Two orange roughy fisheries – one in the Tasman, the other centred in the Pacific and the sub-Antarctic – received substantial quota increases in the sustainability round that came into effect on October 1, the start of the new fishing year.
The Challenger Plateau fishery on the west coast off the top of the South Island, designated ORH 7A, has a 458 tonne increase, up 29 percent on the previous Total Allowable Commercial Catch of 1600 tonnes.
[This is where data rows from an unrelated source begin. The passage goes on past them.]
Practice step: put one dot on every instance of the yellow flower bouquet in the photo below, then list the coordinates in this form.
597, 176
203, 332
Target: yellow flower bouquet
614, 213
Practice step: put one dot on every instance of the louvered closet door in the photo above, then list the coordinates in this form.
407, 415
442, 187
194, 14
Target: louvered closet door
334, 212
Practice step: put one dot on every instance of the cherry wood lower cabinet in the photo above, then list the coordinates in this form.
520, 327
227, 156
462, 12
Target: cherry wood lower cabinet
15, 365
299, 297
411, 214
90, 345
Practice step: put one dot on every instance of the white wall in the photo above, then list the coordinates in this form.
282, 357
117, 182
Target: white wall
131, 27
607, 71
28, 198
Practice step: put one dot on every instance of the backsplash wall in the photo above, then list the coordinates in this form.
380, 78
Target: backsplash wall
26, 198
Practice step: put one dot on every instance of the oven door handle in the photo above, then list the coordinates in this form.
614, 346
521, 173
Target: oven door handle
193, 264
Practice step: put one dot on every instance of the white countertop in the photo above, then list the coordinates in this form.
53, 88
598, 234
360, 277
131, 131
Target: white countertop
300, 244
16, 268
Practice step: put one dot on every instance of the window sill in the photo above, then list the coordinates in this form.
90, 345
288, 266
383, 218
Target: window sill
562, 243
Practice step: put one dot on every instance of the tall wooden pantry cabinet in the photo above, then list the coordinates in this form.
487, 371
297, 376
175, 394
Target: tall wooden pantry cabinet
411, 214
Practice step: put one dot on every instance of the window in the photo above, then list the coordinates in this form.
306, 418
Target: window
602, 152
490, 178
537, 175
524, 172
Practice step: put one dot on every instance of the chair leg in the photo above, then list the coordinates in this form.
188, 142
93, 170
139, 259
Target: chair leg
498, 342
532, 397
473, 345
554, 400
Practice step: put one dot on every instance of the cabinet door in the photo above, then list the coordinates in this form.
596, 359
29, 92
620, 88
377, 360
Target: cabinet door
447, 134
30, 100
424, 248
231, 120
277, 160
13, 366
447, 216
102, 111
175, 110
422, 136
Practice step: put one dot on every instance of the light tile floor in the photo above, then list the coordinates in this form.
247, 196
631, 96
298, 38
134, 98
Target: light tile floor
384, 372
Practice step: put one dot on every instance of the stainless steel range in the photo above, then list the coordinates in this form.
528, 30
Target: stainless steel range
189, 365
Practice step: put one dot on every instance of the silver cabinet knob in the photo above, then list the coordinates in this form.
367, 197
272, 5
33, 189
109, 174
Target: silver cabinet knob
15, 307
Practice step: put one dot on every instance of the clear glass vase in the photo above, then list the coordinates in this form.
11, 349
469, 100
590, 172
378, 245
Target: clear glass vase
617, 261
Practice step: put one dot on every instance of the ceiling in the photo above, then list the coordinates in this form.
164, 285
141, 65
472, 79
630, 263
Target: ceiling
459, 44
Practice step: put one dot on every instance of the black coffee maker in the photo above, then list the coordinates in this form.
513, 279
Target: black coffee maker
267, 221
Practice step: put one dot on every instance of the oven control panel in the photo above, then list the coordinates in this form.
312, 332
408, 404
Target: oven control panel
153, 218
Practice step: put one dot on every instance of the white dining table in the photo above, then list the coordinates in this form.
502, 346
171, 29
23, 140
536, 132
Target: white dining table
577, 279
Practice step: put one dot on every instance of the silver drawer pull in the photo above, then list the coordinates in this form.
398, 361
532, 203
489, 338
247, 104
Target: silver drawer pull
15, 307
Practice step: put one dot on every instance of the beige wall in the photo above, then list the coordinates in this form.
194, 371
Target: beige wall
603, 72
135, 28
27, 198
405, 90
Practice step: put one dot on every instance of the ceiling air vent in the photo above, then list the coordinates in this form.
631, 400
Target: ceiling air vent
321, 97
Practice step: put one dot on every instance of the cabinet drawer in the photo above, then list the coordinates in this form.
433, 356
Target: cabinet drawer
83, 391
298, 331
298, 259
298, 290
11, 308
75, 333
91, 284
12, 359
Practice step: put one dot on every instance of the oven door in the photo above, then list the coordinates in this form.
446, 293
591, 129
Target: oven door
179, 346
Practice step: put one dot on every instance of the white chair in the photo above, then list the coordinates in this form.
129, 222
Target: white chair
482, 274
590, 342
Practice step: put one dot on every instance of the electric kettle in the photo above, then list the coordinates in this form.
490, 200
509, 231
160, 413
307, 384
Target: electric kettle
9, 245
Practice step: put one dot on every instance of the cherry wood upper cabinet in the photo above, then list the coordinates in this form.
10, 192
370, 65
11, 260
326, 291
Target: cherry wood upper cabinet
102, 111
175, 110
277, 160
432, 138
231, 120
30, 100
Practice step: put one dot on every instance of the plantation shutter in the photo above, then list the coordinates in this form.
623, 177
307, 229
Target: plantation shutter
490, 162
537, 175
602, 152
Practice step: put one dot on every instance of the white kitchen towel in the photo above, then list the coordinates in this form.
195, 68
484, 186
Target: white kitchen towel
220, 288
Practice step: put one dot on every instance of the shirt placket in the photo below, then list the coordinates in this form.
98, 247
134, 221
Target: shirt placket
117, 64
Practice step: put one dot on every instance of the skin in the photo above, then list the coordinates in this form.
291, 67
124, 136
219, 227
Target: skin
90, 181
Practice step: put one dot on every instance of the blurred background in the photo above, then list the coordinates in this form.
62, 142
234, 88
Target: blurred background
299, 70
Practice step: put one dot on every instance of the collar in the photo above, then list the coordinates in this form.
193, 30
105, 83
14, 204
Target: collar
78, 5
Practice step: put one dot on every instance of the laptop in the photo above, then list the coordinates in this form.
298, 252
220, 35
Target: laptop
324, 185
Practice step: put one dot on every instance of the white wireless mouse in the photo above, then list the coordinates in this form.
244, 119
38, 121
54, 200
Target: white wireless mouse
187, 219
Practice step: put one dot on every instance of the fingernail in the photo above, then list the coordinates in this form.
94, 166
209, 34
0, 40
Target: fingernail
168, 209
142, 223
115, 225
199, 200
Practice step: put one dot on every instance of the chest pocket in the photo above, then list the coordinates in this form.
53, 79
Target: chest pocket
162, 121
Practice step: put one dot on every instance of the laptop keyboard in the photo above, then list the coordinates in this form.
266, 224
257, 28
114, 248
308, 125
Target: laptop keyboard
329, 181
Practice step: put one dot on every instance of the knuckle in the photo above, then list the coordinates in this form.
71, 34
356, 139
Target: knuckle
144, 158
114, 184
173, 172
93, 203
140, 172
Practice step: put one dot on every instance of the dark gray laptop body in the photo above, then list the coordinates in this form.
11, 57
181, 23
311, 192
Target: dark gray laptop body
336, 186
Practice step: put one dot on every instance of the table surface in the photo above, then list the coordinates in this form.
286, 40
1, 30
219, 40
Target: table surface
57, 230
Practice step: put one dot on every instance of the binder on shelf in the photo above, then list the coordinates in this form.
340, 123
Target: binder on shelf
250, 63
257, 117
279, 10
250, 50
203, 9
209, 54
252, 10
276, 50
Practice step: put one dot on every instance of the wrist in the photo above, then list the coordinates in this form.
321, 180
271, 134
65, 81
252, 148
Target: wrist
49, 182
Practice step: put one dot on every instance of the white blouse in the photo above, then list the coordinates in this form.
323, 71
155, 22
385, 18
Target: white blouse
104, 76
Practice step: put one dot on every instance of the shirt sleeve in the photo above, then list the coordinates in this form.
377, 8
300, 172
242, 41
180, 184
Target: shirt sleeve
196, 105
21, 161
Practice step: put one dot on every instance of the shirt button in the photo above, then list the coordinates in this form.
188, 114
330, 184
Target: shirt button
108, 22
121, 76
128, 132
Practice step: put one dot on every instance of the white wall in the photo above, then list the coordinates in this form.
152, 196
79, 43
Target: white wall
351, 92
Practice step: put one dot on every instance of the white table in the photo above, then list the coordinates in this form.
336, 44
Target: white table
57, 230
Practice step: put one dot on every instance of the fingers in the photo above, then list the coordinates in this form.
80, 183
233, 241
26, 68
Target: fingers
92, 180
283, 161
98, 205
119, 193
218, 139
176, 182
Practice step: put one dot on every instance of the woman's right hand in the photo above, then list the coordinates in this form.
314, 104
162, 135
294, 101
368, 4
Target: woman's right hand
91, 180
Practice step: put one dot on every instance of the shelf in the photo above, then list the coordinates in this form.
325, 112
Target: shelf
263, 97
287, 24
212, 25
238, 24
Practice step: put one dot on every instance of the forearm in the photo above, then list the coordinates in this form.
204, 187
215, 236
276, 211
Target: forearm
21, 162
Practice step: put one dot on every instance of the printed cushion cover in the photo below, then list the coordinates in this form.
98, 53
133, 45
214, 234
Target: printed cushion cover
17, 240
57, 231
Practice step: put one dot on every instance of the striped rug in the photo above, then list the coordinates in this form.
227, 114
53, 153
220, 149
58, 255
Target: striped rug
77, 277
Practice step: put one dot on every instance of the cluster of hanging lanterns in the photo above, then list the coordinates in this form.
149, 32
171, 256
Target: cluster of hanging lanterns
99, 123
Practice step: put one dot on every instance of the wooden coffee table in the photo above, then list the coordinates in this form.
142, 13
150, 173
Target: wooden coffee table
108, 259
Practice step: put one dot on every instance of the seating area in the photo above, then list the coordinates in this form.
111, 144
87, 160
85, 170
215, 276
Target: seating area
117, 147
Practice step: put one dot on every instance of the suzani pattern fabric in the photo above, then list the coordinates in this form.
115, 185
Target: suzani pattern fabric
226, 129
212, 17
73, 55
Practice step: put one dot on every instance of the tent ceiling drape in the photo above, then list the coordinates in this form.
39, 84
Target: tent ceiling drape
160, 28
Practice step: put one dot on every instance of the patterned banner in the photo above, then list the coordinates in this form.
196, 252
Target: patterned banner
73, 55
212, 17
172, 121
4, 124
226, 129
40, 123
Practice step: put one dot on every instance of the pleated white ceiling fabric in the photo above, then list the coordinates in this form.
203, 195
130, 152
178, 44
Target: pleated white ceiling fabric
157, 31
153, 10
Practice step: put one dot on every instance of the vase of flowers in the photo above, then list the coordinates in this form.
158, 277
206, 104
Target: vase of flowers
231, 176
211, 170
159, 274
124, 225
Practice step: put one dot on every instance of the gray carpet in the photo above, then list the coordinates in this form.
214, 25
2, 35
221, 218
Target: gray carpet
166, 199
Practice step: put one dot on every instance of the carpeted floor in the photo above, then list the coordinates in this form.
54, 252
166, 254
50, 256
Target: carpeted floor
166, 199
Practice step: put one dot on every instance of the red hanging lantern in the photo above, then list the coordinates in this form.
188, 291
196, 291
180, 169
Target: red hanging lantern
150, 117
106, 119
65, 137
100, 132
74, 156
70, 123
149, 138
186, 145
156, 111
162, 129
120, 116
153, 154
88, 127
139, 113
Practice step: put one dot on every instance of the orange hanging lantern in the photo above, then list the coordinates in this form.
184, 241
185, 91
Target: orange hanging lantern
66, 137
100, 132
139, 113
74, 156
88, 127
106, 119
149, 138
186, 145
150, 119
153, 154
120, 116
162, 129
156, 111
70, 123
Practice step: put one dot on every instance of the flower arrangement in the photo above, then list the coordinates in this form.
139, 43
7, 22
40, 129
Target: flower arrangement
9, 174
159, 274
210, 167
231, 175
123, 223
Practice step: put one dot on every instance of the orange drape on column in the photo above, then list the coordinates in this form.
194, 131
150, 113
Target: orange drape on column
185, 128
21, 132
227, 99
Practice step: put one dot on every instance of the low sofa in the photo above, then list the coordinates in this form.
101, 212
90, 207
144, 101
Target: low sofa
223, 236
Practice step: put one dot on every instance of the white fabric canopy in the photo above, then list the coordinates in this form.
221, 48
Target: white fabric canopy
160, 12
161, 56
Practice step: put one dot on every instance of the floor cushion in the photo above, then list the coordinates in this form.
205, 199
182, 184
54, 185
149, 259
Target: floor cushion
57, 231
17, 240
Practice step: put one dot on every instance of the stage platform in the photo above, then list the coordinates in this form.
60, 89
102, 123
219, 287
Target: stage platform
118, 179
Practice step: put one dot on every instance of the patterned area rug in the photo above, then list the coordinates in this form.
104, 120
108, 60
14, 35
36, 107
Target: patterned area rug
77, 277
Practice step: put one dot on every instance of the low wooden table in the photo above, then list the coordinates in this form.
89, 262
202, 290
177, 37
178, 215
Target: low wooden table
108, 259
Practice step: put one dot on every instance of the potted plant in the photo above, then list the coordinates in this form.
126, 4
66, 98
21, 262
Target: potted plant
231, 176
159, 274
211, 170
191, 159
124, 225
On the west coast in the Pacific Ocean, the orange roughy 3B fishery, which takes in part of the Chatham Rise and the sub-Antarctic islands within New Zealand’s 200-mile Exclusive Economic Zone, has an 11 percent boost. That represents a 681 tonne increase on the previous Total Allowable Commercial Catch of 6091 tonnes.
The decision announced by Fisheries Minister Stuart Nash provoked the predictable outrage from anti-commercial fishing activists dominated by Greenpeace, always quick to deny the science.
However, the catch increases are consistent with a 2018 global review of orange roughy, their fisheries, biology and management, commissioned by the United Nations Food and Agriculture Organisation.
Sustainable orange roughy fisheries are achievable, the review states.
Its authors, fisheries consultant Dr Geoff Tingley and NIWA scientist Dr Matt Dunn, are both Wellington based.
“In recent years there have been considerable but largely unscientific advocacy efforts by environmental non-government organisations (eNGOs) to make demersal trawling politically and environmentally unacceptable,” the report says.
“These efforts have been especially pronounced for the deepwater trawl fisheries such as those for orange roughy.”
But the authors state the three largest New Zealand roughy fisheries “have over a number of years been improved in both science and management”.
That led to the independent, third party sustainability certification by the Marine Stewardship Council, “a process that has seen the implementation of very conservative catch limits”.
Orange roughy fisheries were first developed in New Zealand in the late 1970s and were quickly over-exploited, peaking at an annual catch of around 50,000 tonnes in much of the 1980s, dropping to less than 10,000 tonnes in the last decade with a slow rebuild.
The review authors said roughy had been well studied, with more than 130 dedicated research surveys completed and numerous associated scientific studies.
New Zealand has open science review processes and publication of all relevant documents, including results from abundance surveys, stock assessments and supporting studies and stock projections.
“This high degree of transparency in science and management is of fundamental importance in enabling those interested in the fisheries, be they fishers, eNGOs, other science and management organisations, processors or retailers, to be able to have confidence in the management of the fisheries,” the report said.
Orange roughy are highly prized in the American market, as skinned fillets, and increasingly in China for whole fish.
New Zealand remains the world’s biggest orange roughy fishery, with a smaller amount caught in Australian waters. The only other commercial, targeted orange roughy fisheries are two in the high seas, in the southwest Pacific and in the southern Indian Ocean centred on Mauritius.
The catch limit decisions for the 2019-20 fishing year covered 20 stocks.
Seven fisheries, including hoki and tarakihi, had catch reductions, nine had increases and four remained the same.
Fish populations fluctuate naturally due to a wide range of factors and changes to catches under the maximum sustainable yield regime that drives the Quota Management System reflect that.